As humans, I think most of us feel the need to be in the company of others.  These days, even if you are physically alone, you’re not really alone.  Technology such as cellphones, tablets, and laptops allow us to communicate with others at all times, whether it’s by phone calls, social networks, or forums on the internet.  We don’t spend nearly enough time, if any, truly alone.  Yet, this “connection” to the world makes us feel even more distant from ourselves.

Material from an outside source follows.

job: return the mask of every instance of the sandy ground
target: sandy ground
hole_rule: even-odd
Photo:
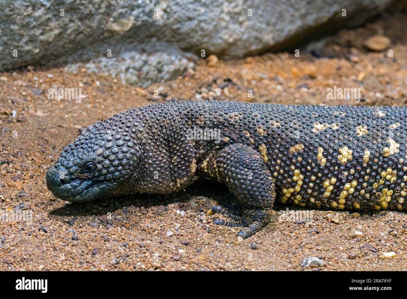
[[[313,55],[266,54],[214,61],[211,67],[202,60],[196,70],[145,89],[63,67],[0,74],[0,161],[12,161],[0,165],[0,211],[22,210],[32,216],[0,222],[0,270],[301,270],[307,256],[324,261],[314,270],[407,270],[405,214],[309,210],[305,220],[281,222],[279,211],[285,207],[275,207],[272,223],[238,243],[237,229],[215,225],[213,216],[205,216],[212,205],[233,201],[217,183],[198,181],[168,196],[70,204],[55,199],[45,179],[63,147],[83,128],[159,101],[405,105],[406,26],[405,15],[384,13],[363,27],[338,33]],[[366,39],[378,34],[390,38],[394,57],[387,49],[365,49]],[[85,96],[79,103],[49,100],[47,89],[54,84],[80,87]],[[360,103],[327,100],[326,89],[334,85],[360,88]],[[395,256],[383,258],[390,252]]]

I’ll admit it: I have a slight addiction to social media and technology.  I find myself constantly refreshing my Twitter feed when I’m on my iPhone.  Every time I get a new notification on Instagram, I instantly check it to see what someone said about one of my uploaded photos.  I have over 200 Facebook friends on the internet, but only a handful of close friends in real life; yet I still feel the constant need to refresh my newsfeed and get an update on these strangers’ lives.  Do these impulses make me feel any better? They do for a split second when I get an adrenaline rush, wondering what new statuses, tweets, or comments I’ll see.  After that, I just feel like I’m wasting my time.

Wasting my time is exactly what I’m doing.  I’ve just been noticing lately how addicted to technology I really am.  Since I’ve grown up in the age of technology, I don’t know how to entertain myself when I’m alone, so I resort to dawdling on my iPhone.  Even when I wake up in the morning, the first thing I do is check my phone.  I feel the need to always be connected to others, and I’m not quite sure why.

What I do know is that I want to break free from this dependence.  Before I got a smartphone, I spent more alone time alone with no distractions.  I took the time to sit in isolation and read a book,  listen to an album, or sit and just ponder my thoughts.  These days, I check my phone every five minutes, or I open up my laptop and go online.  Technology is restricting me from both going out and living my life, and from feeling at peace with myself.  I’m glad I’m finally starting to realize what so many others aren’t, and I am excited to break free from technology and discover my true self.

My proposal for myself is that I’m going to attempt to use technology less.  Instead of waking up in the morning to my Facebook feed, I’d much rather look out my window and watch the sunrise.  When I’m in public alone, I’ll read a book instead of texting my friends about mindless gossip.  I am going to become comfortable with being alone – physically and technologically – and disconnected from the world.